Just months after undergoing open heart by-pass surgery, Denton joked his name was a "byword for physical fitness" and had expected to host Seven's new adrenalin series, Australian Spartan only to settle for the more sedate role interviewing a different star each week.
Seven will also be hoping to translate the wild success of Cold Chisel frontman Jimmy Barnes literary debut into big ratings, after confirming it will air a rockumentary adaptation of his best-selling Harper Collins book, Working Class Boy.
Returning for new seasons will also be My Kitchen Rules and House Rules, as well as the Rebecca Gibney-led drama series Wanted and Jessica Mauboy's The Secret Daughter.
The Apprentice Australia host Mark Bouris will anchor a new show for Seven, making over small business in his role as The Mentor.
Adding to their reality TV offerings, Seven got the biggest audience reaction from Back With The Ex, a dating show which attempts to reunite former flames; and First Wives Clubs (think Real Housewives in search for a second chance at love).

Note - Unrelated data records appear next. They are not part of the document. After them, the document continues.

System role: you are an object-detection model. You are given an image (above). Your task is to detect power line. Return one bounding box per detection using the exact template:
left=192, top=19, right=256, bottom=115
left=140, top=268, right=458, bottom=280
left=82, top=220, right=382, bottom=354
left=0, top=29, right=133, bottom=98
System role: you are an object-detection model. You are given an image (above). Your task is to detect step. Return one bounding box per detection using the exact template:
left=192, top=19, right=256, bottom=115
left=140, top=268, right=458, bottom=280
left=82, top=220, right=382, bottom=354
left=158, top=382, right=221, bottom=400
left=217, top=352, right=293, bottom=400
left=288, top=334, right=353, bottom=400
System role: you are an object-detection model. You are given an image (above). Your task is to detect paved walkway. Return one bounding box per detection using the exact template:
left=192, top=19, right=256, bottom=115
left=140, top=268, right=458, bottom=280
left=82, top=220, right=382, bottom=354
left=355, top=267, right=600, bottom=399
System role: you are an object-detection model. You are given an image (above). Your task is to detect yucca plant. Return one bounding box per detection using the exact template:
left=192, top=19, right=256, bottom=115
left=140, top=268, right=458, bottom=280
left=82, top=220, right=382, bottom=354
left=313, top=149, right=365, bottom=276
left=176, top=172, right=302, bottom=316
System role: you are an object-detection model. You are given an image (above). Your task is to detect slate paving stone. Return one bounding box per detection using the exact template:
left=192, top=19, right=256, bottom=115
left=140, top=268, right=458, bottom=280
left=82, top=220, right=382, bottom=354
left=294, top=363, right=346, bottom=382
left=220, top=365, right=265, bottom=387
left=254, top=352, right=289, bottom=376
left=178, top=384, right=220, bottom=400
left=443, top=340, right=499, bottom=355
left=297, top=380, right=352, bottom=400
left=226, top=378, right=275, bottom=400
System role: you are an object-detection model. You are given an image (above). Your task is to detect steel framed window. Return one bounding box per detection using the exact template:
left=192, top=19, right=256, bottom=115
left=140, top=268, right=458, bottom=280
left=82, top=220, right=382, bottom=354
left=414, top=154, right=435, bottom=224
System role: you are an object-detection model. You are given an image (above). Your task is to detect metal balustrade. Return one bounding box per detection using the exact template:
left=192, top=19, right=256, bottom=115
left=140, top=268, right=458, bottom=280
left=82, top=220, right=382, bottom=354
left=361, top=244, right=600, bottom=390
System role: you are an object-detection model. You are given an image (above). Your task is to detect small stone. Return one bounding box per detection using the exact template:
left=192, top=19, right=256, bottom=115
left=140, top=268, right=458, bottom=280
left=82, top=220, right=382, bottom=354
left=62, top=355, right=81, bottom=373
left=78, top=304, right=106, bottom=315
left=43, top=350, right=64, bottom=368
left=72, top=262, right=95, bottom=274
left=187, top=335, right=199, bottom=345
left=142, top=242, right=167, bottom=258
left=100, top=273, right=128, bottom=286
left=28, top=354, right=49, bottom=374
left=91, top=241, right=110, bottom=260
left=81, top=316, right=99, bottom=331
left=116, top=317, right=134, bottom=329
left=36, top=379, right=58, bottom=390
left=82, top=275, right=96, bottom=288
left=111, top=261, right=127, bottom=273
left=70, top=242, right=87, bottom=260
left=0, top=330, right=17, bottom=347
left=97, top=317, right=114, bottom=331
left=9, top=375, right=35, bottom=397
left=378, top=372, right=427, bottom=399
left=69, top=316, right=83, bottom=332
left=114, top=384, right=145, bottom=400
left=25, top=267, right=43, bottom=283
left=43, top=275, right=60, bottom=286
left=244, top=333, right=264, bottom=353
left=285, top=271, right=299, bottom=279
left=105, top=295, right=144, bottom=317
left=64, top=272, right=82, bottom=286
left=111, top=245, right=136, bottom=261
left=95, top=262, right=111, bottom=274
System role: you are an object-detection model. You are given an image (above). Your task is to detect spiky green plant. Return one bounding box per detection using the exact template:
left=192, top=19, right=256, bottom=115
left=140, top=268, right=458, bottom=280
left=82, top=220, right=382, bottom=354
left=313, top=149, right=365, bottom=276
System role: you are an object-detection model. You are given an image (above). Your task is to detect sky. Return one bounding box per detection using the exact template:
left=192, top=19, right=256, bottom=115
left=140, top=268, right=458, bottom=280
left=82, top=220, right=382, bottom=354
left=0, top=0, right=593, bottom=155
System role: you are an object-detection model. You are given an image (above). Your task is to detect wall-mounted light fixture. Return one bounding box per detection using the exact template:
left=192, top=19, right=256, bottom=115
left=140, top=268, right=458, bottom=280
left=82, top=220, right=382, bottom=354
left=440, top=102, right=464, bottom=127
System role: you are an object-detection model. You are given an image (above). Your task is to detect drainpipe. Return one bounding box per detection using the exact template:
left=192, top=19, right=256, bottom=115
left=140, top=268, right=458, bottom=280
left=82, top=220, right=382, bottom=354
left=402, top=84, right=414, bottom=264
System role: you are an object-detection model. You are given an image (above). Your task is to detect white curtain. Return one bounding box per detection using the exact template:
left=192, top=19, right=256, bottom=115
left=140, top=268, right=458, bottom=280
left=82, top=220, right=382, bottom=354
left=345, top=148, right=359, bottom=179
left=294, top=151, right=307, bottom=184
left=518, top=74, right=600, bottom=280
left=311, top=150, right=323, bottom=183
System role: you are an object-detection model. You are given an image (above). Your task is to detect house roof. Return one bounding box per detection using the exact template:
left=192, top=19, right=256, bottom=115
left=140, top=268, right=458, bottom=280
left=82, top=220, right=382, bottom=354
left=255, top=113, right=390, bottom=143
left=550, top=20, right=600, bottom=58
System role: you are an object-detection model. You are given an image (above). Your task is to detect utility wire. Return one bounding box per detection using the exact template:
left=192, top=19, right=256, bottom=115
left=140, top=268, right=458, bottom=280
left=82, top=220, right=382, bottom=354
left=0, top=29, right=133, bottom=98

The network will also offer a $100,000 in search of the best workplace 'movers and shakers' in Dance Boss, where 10 businesses will put forward five staffers and amateur dancers for training with a "a world-famous choreographer."
Fans of true crime should also look out for a new Underbelly-style commission, Australian Gangster, as well as a Making Of A Murderer-type investigation into Sue Neil Fraser, the Tasmanian woman still pleading her innocence after being jailed for murdering her husband aboard their luxury yacht.
Seven will also seek to replicate Nine's Australian Ninja Warrior phenomenon with its own adrenaline competition, Australian Spartan.
Seven West Media boss Tim Worner said the industry leader was committed to "delivering compelling content wherever and whenever our audience wants it," promising "more events - live across sports and our entertainment programming."